Journal of Applied Psychology | 2014
Jessica Y.Y. Kwong; Kin Fai Ellick Wong
Options under escalation situations can be presented as a general class (e.g., investing in electronic products) or be partitioned into disjunctive suboptions within that class (e.g., investing in MP3 players, portable TV game consoles, and other electronic products). Drawing from the theoretical bases of partition priming and mental accounting, this research found support from 4 experiments that (a) a decision makers commitment to a failing course of action is exaggerated when the escalation options are partitioned into multiple suboptions, whereas such commitment is reduced when the alternative options are portioned into suboptions, and (b) these partitioning effects are mediated by the subjective utility, including subjective values and probability, of the escalation option.
Cognition | 2013
Jessica Y.Y. Kwong; Kin Fai Ellick Wong; Suki K.Y. Tang
One of the conjectures in affective forecasting literature is that people are advised to discount their anticipated emotions because their forecasts are often inaccurate. The present research distinguishes between emotional reactions to process versus those to outcome, and highlights an alternative view that affective misforecasts could indeed be adaptive to goal pursuit. Using an ultimatum game, Study 1 showed that people overpredicted how much they would regret and be disappointed by the amount of effort they exerted, should the outcomes turned out worse than expected; nonetheless, people could accurately predict their emotional responses to unfavorable outcomes per se. In a natural setting of a university examination, Study 2 demonstrated that actual regret and disappointment toward favorable outcomes were more intense than the level people expected, but this discrepancy was not observed in their emotional responses to efforts they had invested. These two distinct patterns of results substantiate the argument that the deviation between predicted and actual emotions is dependent on the referents of the emotional reactions.

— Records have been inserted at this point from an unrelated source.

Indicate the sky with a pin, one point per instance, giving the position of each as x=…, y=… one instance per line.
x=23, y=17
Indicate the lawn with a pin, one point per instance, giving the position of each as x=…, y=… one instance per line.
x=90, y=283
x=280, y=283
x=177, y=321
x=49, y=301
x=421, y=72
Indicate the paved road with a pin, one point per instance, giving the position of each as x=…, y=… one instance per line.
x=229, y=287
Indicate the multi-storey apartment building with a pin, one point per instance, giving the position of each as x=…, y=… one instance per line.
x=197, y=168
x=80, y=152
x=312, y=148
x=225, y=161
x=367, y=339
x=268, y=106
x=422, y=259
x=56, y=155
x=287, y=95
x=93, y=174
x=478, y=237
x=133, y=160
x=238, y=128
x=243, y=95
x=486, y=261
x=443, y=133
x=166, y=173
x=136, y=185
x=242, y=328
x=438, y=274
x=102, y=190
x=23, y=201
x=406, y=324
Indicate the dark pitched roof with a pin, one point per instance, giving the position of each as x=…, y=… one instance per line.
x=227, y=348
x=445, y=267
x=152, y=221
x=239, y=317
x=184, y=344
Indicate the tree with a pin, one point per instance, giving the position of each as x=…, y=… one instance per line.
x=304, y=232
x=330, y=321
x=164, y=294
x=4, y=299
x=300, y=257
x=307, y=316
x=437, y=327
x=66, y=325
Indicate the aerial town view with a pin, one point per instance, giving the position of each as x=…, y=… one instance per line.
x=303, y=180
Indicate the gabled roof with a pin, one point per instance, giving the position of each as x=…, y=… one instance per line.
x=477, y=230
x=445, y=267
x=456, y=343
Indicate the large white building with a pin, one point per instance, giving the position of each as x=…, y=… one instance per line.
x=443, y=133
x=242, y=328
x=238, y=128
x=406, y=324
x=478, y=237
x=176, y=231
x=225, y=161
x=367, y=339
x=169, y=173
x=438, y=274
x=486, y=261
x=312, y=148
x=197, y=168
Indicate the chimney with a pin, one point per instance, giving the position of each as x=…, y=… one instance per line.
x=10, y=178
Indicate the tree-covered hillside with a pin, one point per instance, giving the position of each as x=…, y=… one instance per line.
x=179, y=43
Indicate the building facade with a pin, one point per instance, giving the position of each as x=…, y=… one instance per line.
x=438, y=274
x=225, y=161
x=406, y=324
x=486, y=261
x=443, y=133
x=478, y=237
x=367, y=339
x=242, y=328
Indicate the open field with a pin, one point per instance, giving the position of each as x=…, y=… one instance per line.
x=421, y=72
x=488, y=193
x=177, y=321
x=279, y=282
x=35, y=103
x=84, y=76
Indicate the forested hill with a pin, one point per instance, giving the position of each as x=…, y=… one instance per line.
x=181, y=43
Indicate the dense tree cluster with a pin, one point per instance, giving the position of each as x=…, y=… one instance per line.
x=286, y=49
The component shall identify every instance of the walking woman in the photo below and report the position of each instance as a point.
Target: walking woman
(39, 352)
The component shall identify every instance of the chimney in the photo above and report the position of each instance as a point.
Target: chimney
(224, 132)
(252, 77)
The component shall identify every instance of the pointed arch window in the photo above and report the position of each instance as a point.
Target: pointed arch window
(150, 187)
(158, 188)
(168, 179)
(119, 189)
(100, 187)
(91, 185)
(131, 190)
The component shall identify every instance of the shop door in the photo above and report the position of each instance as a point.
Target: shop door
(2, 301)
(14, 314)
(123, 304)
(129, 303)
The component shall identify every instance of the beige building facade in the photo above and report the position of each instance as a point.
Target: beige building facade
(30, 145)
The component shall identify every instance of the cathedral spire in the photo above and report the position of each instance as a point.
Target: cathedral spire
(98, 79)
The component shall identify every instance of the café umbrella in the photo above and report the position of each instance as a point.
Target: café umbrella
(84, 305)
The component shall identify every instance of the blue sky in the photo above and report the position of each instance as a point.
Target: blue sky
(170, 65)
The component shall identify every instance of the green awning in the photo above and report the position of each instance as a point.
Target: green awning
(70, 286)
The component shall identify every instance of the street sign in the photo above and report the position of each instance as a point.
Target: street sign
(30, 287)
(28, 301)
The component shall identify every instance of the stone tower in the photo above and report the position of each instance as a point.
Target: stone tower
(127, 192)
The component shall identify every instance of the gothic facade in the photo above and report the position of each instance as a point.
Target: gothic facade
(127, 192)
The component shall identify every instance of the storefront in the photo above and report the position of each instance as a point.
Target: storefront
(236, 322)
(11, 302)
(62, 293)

Journal of Experimental Psychology: Human Perception and Performance | 2009
Kin Fai Ellick Wong; Hsuan-Chih Chen
Repetition blindness (RB) was investigated in a new paradigm in which effects could stem from items preceding or following a target. Speeded-response tasks were used in which 3 critical items (C1, C2, and C3) were sequentially presented on each trial. In Experiments 1 and 2, participants were asked to judge whether C2 (the target) was present on each trial. Forward RB was examined in Experiment 1 via manipulation of whether C1 and C2 were repeated and backward RB was probed in Experiment 2 via manipulation of whether C2 and C3 were repeated. RB was successfully demonstrated in both experiments: Target presence judgments were slower and less accurate with repeated conditions than with unrepeated conditions. Experiment 3 involved a semantic categorization task in which participants had to judge whether C2 was a letter or a digit. Manipulating forward and backward repetition produced reliable effects on both reaction times and accuracy. The results are consistent with the idea that RB is due to failure in token individualization rather than type refractory problems or failure in memory retrieval.